After a majority sell-out of domestic December allocations by Turkish hot rolled coil producers, export sales have also picked up despite mills increasing offers.

The fact the US will no longer double the Section 232 duty on Turkish steel to 50% and the ongoing strength of scrap prices in Turkey are two major drivers of the increase. Turkish mills' ability to supply material with the shortest lead times available in the market also helped, sources tell Kallanish.

As domestic market pressure lifted, with several sell-side sources claiming regular domestic contract volumes increased for this round of sales, mills tabled export offers at $390-415/tonne fob. This resulted in fresh bookings. One mill sold a large lot to southern Europe and a smaller but still large lot to Central Europe at net back price of around $410/t fob for January loading late last week.

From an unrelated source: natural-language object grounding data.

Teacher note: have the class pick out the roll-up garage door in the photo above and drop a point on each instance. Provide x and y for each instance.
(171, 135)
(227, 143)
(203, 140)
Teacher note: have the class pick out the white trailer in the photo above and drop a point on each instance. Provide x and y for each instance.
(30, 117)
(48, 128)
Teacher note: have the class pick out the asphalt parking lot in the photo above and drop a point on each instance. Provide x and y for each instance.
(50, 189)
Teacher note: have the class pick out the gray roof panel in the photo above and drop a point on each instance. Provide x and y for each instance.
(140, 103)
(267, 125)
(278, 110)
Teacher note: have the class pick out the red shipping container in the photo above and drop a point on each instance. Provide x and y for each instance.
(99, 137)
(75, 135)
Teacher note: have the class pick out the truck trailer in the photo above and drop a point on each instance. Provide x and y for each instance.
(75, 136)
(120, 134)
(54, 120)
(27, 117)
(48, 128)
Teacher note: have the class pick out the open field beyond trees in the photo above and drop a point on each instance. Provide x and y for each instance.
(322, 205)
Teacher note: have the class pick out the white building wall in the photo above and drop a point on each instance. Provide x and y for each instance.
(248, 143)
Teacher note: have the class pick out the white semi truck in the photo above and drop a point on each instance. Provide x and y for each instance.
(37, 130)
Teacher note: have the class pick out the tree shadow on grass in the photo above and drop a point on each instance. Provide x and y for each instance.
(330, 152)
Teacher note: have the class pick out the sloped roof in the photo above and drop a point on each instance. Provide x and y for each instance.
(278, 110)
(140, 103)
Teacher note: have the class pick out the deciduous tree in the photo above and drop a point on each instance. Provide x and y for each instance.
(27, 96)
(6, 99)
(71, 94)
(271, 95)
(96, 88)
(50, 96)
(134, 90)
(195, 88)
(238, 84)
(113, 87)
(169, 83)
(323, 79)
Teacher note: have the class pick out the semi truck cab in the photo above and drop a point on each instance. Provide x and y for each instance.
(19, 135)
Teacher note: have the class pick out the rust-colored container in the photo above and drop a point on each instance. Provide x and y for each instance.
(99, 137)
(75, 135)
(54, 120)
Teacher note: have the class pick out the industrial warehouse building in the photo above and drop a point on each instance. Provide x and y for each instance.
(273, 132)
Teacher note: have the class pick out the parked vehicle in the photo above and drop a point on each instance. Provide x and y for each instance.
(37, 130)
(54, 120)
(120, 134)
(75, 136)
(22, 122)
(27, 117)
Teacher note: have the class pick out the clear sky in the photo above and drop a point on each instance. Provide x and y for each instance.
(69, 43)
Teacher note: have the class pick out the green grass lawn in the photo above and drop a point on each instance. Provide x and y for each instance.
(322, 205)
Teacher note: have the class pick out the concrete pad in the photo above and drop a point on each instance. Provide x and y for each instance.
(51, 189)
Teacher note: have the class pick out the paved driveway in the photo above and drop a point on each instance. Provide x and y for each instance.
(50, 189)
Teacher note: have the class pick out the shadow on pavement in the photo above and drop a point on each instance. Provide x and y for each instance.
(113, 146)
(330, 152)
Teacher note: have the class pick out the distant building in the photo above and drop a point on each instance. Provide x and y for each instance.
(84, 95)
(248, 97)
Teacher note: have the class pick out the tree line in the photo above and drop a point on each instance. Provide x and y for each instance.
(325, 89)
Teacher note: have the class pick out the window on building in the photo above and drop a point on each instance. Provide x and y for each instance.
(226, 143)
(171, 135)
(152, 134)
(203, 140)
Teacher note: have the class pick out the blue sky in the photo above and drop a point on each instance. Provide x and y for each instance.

Another mill closed a now regular southern European bulk sale at around $390/t fob (€375/t cfr), sources say, claiming this to be a "…very good price considering competition and tonnage involved." Forthcoming production cuts announced in Italy and extended maintenances in Turkey have boosted sentiment, with relatively small availability left to sell this year, Turkish sources say. North Africa is bidding at $415/t cfr now that prices are slowly increasing and availability wanes, but no sales have been heard thus far.

Demand in the EU may strengthen further as more production cuts are announced in Europe, while inventories in the EU are at the lowest level in a long time, according to European sources. In what traders describe as a "…crisis of confidence," tangible measures such as output cuts may instil enough trust to increase restocking tempo, they claim, The year-end restocking pattern has nevertheless always veered to the side of caution, thus perhaps prolonging the delayed demand materialisation by another month, sources conclude.